Category Archives: Responsible Disclosure

Philips Healthcare “Responsible Disclosure” Policy To Help Internet of Things (IOT) Security Researchers

At 2014′s DEFCON security convention healthcare security researchers Scott Erven and Shawn Merdinger lauded Philips Healthcare’s new “Responsible Disclosure” policy initiative as a model of cooperation for the Internet of Things (IOT) security research community.  (“Just What the Doctor Ordered?” by Scott Erven and Shawn Merdinger, August 8, 2014 – DEFCON 22)

A draft of the new Philips Healthcare policy plan read as follows and can be adapted by other IOT device manufacturers and start-ups.  (All IOT device makers should draft a vulnerability reporting policy as a matter of best practice; the same practice is already quite common in the software industry.)

“Philips Healthcare and Responsible Disclosure Positioning”
(from Philips Healthcare “Product Security and Services Office” – August 2014 – original)

Philips Healthcare recognizes the need for clear a Responsible Disclosure Policy and protocols as part of its Product Security function.

The company is developing a Responsible Disclosure Policy according to current industry best
practices.

  • The policy will be publicly accessible, with clear communications channels for customers,researchers and other security community stakeholders.
  • The policy will be based on principles of transparency, accountability and responsiveness.
  • The policy will outline defined protocols for reporting and response, managed by the Philips Product Security Team.

The policy protocols will encompass:

  • Monitoring and response of inbound communications
  • Managing confirmation receipt and follow-up communication with senders
  • Evaluation of vulnerability notifications and status tracking
  • Alignment with incident response, stakeholder notification, remediation and prevention protocols as required

Philips has actively sought out researcher and analyst input to help guide policy design and
projected implementation.

  • The company has increasingly engaged with the security research community over the past year.
  • Philips is committed to ongoing dialogue with the security community and to productive partnerships.

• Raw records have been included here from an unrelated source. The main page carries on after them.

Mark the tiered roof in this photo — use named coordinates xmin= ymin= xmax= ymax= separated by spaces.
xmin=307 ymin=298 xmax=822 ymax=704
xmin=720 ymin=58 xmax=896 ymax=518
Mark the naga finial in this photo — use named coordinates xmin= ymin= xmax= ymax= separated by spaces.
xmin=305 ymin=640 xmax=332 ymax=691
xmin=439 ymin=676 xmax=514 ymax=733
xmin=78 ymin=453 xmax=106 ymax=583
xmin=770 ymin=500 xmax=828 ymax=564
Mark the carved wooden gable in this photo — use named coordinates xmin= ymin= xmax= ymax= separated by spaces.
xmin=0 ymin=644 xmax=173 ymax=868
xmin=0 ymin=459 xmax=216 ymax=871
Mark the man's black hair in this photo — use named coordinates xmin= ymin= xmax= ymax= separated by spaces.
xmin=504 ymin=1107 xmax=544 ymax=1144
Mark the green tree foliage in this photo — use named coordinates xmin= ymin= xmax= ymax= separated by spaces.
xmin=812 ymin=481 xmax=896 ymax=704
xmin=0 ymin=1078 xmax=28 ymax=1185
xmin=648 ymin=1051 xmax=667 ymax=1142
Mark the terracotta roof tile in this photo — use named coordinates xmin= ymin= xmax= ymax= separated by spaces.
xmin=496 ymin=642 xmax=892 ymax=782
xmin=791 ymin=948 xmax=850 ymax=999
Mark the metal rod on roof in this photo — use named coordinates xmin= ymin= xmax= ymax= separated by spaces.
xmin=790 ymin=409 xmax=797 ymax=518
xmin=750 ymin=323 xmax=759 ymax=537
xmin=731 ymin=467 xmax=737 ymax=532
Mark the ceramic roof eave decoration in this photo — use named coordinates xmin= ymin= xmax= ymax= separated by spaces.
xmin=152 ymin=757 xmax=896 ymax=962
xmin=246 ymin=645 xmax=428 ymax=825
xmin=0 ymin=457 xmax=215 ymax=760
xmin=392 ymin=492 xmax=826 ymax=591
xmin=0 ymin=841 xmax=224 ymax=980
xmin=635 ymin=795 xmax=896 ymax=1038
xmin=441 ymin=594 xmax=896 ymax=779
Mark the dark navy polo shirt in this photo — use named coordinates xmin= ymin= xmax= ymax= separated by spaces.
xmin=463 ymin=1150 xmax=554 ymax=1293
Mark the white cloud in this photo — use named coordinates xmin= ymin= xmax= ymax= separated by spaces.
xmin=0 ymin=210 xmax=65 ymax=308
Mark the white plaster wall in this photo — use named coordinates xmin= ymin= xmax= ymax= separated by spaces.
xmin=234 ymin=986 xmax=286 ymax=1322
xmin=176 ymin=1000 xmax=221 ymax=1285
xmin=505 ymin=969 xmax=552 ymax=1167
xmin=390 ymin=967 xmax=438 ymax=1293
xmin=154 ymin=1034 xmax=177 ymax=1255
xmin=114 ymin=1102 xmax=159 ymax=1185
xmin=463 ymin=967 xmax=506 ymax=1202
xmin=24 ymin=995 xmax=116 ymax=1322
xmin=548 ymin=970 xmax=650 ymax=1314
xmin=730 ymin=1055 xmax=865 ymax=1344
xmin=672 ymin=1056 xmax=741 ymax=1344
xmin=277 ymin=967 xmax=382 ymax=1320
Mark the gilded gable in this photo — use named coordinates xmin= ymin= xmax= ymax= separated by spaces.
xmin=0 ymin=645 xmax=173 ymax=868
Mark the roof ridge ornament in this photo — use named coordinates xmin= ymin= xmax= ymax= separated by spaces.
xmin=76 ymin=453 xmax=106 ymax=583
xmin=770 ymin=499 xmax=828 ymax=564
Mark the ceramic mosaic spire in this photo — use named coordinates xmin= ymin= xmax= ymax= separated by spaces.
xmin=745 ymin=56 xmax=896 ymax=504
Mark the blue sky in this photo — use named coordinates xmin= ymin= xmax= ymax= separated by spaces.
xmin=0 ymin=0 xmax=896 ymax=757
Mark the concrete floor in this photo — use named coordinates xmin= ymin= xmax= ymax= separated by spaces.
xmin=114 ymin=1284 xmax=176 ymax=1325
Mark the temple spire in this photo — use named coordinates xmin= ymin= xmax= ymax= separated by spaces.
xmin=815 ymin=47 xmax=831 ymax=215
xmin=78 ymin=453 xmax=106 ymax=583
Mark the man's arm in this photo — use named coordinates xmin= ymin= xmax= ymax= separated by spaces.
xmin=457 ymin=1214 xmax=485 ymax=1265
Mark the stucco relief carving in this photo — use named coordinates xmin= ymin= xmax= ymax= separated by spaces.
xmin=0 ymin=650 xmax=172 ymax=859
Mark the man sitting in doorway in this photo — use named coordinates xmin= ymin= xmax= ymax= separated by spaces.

Philips Healthcare Product Security Policy Statement

In August 2011 Philips issued another positive security statement about medical IOT devices.  Their “Product Security Policy Statement” was more of a whitepaper than a policy statement, but is also a good example of how responsible IOT device makers can use security to market and sell their products (rather than just treat it as a burden).  Some key excerpts from this document are listed below.

  • At the medical device industry level, Philips works on the HIMSS Medical Device Security Workgroup…
  • In light of the increased focus on medical device security and compliance…(we support) a standard “Manufacturer Disclosure Statement for Medical Device Security” (MDS2)
  • Any connection of a device to a hospital network should be done with appropriate risk management for safety, effectiveness, and data and systems security
  • The Philips Product Security Policy requires Security Designed In objectives as part of all new product creation efforts.